Understanding KSML
Now that you've seen KSML in action with the Quick Start, let's understand what just happened and why KSML makes stream processing so much simpler.
What You Just Saw
In the Quick Start, you set up a complete stream processing pipeline with just:
- A simple Docker Compose YAML configuration file
- A YAML KSML definition file that describes the Kafka Streams topology
- A YAML KSML configuration file that configures the KSML container
- No Java code, no compilation, no complex setup
That pipeline was:
- Reading temperature messages from a Kafka topic
- Processing each message through your KSML pipeline
- Writing the results to another topic
Behind the scenes, KSML converted your YAML definition into a full Kafka Streams application.
Why KSML Exists
Kafka Streams is at the heart of many organizations' event sourcing, analytical processing, real-time, batch or ML workloads. It has a beautiful Java DSL that allows developers to focus on what their applications need to do, not how to do it. But the Java requirement also holds people back. If you don't know Java, does that mean you cannot use Kafka Streams?
Enter KSML.
KSML is a wrapper language and interpreter around Kafka Streams that lets you express any topology in a simple YAML syntax. Simply define your topology as a processing pipeline with a series of steps that your data passes through. Your custom functions can be expressed inline in Python. KSML reads your definition and constructs the topology dynamically via the Kafka Streams DSL.
What is KSML?
KSML is a declarative language that allows you to build powerful Kafka Streams applications using YAML and Python, without writing Java code. KSML makes stream processing accessible to a wider audience by removing the need for Java development skills and complex build pipelines.
With KSML, you can:
- Define streaming data pipelines using simple YAML syntax
- Process data using Python functions embedded directly in your KSML definitions
- Deploy applications without compiling Java code
- Rapidly prototype and iterate on streaming applications
Why Use KSML?
Simplified Development
KSML dramatically reduces the complexity of building Kafka Streams applications. Instead of writing hundreds of lines of Java code, you can define your streaming logic in a concise YAML file with embedded Python functions.
No Java Required
While Kafka Streams is a powerful Java library, KSML eliminates the need to write Java code. This opens up Kafka Streams to data engineers, analysts, and other professionals who may not have Java expertise.
Rapid Prototyping
KSML allows you to quickly prototype and test streaming applications. Changes can be made to your KSML definition and deployed immediately, without a compile-package-deploy cycle.

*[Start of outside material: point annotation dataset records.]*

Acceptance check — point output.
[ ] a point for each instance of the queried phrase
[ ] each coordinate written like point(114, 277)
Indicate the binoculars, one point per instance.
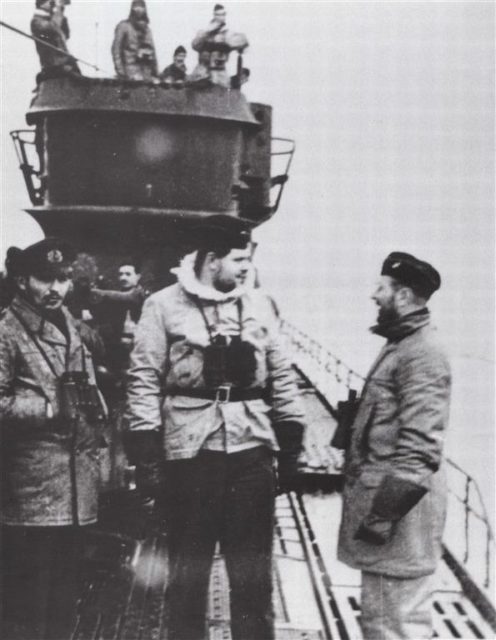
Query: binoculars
point(229, 360)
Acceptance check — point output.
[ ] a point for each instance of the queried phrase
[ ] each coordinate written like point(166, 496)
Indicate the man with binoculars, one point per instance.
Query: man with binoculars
point(51, 418)
point(206, 360)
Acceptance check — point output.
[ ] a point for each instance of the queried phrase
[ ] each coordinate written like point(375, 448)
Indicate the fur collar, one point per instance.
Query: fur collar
point(190, 283)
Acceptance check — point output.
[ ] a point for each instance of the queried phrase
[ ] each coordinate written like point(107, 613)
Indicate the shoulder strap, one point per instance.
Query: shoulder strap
point(26, 328)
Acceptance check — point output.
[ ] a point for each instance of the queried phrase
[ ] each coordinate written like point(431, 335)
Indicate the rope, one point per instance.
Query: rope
point(50, 46)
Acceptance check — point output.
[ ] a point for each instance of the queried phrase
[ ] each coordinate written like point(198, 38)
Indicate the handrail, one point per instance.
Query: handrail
point(21, 142)
point(329, 374)
point(326, 371)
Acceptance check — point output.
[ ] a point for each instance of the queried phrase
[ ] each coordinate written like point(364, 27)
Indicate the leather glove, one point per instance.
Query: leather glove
point(144, 450)
point(395, 497)
point(346, 414)
point(289, 436)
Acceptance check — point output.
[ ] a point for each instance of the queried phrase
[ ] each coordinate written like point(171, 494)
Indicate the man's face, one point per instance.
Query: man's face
point(220, 16)
point(47, 295)
point(233, 269)
point(128, 278)
point(180, 59)
point(385, 298)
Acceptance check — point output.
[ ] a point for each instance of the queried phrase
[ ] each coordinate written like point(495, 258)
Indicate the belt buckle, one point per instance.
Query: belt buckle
point(223, 394)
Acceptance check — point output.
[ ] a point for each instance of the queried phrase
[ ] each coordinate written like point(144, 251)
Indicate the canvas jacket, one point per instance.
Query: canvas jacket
point(50, 469)
point(399, 430)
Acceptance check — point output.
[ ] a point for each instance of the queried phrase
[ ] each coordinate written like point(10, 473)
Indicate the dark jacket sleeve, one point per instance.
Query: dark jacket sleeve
point(16, 406)
point(147, 369)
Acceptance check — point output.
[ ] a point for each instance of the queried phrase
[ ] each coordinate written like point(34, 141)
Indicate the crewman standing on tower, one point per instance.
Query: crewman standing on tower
point(207, 355)
point(133, 50)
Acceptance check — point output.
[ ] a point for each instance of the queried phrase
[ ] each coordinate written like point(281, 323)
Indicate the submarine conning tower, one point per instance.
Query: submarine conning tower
point(120, 167)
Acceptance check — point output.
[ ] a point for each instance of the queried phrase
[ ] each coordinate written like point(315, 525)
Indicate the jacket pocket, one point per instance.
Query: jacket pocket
point(371, 479)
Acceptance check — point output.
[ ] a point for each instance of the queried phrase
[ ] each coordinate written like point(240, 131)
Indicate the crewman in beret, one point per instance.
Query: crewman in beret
point(50, 427)
point(133, 50)
point(218, 42)
point(395, 494)
point(207, 355)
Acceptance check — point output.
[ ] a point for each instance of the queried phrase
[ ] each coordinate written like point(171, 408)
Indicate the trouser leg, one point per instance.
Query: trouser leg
point(396, 608)
point(247, 543)
point(194, 502)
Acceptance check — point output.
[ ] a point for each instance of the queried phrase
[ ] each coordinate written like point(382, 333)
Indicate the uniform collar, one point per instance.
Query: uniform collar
point(399, 329)
point(40, 325)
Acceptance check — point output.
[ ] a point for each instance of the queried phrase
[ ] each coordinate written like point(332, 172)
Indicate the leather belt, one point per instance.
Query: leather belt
point(223, 394)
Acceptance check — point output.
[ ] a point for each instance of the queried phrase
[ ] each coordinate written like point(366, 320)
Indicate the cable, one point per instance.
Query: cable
point(50, 46)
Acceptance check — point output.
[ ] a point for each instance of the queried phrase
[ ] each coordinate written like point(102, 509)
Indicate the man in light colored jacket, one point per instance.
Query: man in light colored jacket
point(395, 495)
point(133, 50)
point(207, 355)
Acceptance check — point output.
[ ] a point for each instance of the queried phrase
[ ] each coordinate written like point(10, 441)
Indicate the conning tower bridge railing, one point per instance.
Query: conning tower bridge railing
point(25, 147)
point(471, 537)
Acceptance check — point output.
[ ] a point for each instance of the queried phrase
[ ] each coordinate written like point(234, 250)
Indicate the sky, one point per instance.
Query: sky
point(391, 105)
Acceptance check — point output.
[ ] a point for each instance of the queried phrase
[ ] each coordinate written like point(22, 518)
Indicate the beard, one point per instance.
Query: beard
point(387, 315)
point(224, 285)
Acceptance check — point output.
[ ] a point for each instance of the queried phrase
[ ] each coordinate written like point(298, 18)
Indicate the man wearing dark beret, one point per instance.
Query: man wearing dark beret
point(175, 73)
point(395, 497)
point(49, 452)
point(207, 358)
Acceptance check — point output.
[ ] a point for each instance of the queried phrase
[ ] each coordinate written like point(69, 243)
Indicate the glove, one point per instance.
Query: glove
point(289, 436)
point(346, 414)
point(144, 450)
point(393, 500)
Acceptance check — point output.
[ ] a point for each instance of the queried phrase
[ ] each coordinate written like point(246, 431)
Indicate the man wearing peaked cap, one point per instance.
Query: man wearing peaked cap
point(133, 50)
point(419, 275)
point(207, 358)
point(49, 461)
point(394, 499)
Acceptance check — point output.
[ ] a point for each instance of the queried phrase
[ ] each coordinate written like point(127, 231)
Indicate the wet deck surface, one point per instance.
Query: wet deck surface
point(315, 596)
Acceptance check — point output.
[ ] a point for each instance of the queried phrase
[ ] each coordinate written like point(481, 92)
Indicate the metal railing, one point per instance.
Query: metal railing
point(466, 493)
point(327, 372)
point(332, 378)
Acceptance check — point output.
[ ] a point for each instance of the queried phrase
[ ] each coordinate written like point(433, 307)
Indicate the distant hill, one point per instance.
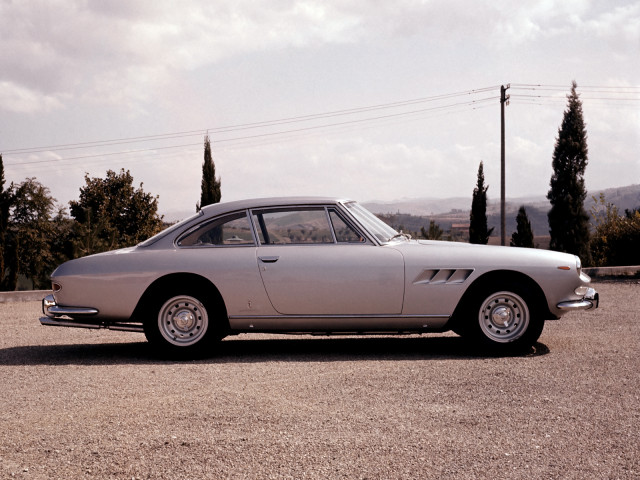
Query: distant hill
point(412, 214)
point(446, 211)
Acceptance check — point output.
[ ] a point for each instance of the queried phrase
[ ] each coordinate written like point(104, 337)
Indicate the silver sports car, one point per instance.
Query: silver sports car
point(314, 265)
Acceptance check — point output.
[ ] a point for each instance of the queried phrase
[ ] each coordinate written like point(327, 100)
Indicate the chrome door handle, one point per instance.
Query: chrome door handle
point(273, 259)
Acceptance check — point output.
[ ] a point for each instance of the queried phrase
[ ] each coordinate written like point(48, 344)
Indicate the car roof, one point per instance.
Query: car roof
point(269, 202)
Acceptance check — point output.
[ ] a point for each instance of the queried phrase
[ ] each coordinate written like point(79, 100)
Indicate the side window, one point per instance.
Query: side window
point(344, 232)
point(293, 226)
point(232, 229)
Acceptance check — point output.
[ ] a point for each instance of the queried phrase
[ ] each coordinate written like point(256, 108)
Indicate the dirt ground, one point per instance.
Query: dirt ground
point(97, 404)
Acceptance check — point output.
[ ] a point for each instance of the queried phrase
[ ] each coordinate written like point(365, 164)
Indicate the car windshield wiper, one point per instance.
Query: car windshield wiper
point(401, 234)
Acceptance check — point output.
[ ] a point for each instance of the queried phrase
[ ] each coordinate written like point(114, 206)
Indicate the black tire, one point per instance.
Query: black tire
point(503, 319)
point(182, 325)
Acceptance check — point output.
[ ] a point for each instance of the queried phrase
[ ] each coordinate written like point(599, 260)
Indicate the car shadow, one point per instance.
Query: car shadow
point(243, 349)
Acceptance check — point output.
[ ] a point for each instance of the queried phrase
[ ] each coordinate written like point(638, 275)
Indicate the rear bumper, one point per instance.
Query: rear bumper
point(589, 301)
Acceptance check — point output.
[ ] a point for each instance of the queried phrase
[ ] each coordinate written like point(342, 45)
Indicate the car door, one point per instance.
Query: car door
point(309, 266)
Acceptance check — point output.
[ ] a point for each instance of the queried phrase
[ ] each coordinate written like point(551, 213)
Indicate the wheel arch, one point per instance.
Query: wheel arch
point(500, 277)
point(182, 282)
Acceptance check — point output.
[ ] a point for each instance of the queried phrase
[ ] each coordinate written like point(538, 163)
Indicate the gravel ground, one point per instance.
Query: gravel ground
point(97, 404)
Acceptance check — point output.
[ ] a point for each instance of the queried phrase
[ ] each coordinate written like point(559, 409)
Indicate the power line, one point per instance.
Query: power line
point(471, 103)
point(245, 126)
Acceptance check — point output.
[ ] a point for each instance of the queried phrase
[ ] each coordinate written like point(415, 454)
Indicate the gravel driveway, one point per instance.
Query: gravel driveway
point(97, 404)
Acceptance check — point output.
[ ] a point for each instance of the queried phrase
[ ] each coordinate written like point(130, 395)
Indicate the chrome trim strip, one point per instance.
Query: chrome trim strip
point(333, 317)
point(59, 322)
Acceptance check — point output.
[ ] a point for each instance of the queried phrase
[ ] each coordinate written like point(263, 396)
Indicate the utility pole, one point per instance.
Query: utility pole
point(504, 99)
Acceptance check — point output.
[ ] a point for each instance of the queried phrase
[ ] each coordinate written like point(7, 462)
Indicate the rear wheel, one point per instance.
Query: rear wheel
point(182, 325)
point(503, 320)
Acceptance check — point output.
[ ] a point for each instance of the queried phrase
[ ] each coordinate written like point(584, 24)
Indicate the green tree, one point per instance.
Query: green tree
point(210, 190)
point(523, 236)
point(5, 203)
point(434, 232)
point(478, 231)
point(30, 231)
point(111, 213)
point(568, 220)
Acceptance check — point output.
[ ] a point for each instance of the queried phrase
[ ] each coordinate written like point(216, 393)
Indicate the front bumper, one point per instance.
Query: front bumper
point(589, 301)
point(57, 316)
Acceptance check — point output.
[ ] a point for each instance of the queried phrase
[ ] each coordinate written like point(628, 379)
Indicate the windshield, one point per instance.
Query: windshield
point(383, 232)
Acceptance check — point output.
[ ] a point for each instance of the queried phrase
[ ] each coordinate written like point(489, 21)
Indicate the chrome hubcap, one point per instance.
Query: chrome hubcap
point(183, 320)
point(504, 317)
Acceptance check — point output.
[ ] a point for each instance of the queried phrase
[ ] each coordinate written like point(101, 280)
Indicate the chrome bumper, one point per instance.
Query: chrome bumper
point(57, 316)
point(590, 300)
point(52, 310)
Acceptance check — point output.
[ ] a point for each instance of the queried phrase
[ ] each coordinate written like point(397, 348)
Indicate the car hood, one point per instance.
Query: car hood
point(489, 255)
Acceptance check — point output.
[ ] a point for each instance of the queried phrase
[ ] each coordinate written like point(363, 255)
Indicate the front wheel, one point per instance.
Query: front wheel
point(182, 326)
point(503, 320)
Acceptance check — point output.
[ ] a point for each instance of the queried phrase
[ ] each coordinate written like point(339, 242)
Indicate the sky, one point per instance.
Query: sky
point(369, 100)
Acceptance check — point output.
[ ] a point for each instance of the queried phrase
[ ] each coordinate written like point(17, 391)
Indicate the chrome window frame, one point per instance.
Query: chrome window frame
point(211, 220)
point(336, 207)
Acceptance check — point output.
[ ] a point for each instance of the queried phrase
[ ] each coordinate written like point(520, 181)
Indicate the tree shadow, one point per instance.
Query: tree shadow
point(244, 349)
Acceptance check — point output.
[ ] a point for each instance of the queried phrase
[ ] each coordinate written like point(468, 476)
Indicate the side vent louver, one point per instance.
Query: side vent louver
point(439, 276)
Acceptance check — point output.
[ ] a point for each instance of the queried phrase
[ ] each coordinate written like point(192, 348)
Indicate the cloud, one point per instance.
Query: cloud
point(18, 99)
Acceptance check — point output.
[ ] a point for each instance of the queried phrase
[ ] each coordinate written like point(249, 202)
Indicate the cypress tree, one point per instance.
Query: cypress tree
point(523, 236)
point(568, 220)
point(5, 200)
point(478, 232)
point(210, 191)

Full Access to Kafka Streams Capabilities
KSML provides access to the full power of Kafka Streams, including:
- Stateless operations (map, filter, etc.)
- Stateful operations (aggregate, count, etc.)
- Windowing operations
- Stream and table joins
- And more
Key Concepts and Terminology
Streams
In KSML, a stream represents a flow of data from or to a Kafka topic. Streams are defined with a name, a topic, and data types for keys and values.
Functions
Functions in KSML are reusable pieces of Python code that can be called from your pipelines. They can transform data, filter messages, or perform side effects like logging.
Pipelines
Pipelines define the flow and processing of data. A pipeline starts with a source stream, applies a series of operations, and typically ends with a sink operation that writes to another stream or performs a terminal action.
pipelines:
my_pipeline:
from: my_input_stream
via:
- type: filter
if:
expression: value.get('temperature') > 70
- type: mapValues
mapper:
expression: |
{"temp_celsius": (value.get('temperature') - 32) * 5/9}
to: my_output_stream
Operations
Operations are the building blocks of pipelines. They define how data is processed as it flows through a pipeline. KSML supports a wide range of operations, including:
- Stateless operations: filter, map, flatMap, peek
- Stateful operations: aggregate, count, reduce
- Joining operations: join, leftJoin, outerJoin
- Windowing operations: windowedBy
- Sink operations: to, forEach, branch
How KSML Relates to Kafka Streams
KSML is built on top of Kafka Streams and translates your YAML definitions into Kafka Streams topologies. This means:
- You get all the benefits of Kafka Streams (exactly-once processing, fault tolerance, scalability)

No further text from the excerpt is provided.